In his sermon, Wilburn challenged those listening to not only pray for others but to pray over others.
“There is something ultimately powerful when you stop what you are doing … and you decide, like Christ, you will not only pray for them but you will stop right there, lay hands on them and pray over them,” he said before referencing Jesus praying over those he loved in John 17.
The power of prayer is evident in Wilburn’s life.
As he was hospitalized, Shannon shared much of the journey on social media and through a CaringBridge page. People around the world were praying for his healing. After he was moved out of the COVID-19 unit, his brother-in-law Chris Seidman, minister for The Branch Church in Farmers Branch, Texas, came and prayed over him. Another minister friend from Dallas drove up twice to do the same.

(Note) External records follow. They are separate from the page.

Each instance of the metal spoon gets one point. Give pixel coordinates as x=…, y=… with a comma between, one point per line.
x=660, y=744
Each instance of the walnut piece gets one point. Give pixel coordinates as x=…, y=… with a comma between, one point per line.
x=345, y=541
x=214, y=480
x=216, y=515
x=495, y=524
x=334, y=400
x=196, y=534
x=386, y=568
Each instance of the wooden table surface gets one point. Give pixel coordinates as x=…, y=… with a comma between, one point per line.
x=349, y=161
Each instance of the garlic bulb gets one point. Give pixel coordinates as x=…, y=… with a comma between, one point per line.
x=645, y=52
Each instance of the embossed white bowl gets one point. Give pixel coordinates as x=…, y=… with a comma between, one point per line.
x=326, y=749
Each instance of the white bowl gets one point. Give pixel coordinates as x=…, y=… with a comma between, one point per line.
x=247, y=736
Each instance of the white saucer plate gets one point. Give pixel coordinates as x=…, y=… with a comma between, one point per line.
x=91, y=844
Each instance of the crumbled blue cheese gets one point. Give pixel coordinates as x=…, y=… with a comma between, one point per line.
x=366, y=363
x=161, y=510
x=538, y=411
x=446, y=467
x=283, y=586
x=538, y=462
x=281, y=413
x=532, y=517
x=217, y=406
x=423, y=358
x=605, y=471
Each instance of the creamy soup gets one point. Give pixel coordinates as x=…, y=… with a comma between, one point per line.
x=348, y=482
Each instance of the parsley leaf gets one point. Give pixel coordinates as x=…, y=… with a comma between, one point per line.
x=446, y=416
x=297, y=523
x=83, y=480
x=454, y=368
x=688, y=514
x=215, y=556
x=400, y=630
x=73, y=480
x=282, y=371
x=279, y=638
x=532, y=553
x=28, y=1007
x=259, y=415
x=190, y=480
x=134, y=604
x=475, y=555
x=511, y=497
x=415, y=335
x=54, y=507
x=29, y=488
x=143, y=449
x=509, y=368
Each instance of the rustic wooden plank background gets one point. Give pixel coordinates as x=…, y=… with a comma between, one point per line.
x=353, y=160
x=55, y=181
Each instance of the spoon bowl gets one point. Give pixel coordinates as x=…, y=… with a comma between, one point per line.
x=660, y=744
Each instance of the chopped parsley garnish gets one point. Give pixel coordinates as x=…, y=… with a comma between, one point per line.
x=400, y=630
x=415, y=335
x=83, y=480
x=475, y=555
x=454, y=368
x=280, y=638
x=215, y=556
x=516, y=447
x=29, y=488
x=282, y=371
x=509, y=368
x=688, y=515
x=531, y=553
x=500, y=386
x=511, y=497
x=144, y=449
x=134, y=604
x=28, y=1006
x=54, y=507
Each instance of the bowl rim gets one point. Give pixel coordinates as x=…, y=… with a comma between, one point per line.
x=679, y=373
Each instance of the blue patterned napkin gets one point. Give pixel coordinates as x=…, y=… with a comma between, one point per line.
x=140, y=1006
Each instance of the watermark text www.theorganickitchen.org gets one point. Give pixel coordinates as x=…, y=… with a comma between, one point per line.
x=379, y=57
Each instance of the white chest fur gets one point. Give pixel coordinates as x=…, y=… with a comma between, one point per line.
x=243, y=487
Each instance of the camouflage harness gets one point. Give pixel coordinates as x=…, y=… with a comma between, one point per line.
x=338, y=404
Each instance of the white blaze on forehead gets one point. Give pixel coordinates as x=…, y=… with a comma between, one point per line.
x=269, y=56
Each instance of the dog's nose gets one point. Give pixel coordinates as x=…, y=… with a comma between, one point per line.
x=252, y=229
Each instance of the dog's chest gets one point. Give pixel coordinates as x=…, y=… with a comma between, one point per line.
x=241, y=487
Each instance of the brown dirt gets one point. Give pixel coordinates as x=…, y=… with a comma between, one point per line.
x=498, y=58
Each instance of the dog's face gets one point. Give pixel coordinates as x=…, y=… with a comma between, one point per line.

Those prayers and the prayers offered by loved ones and others whom they may never meet were and still are a precious gift to this family.
“Even though we have such grateful hearts that he is home, we know his story is not the story of most people that went through getting intubated,” Shannon said. “He is a walking miracle, even though he’s still having some lasting effects of what he went through.”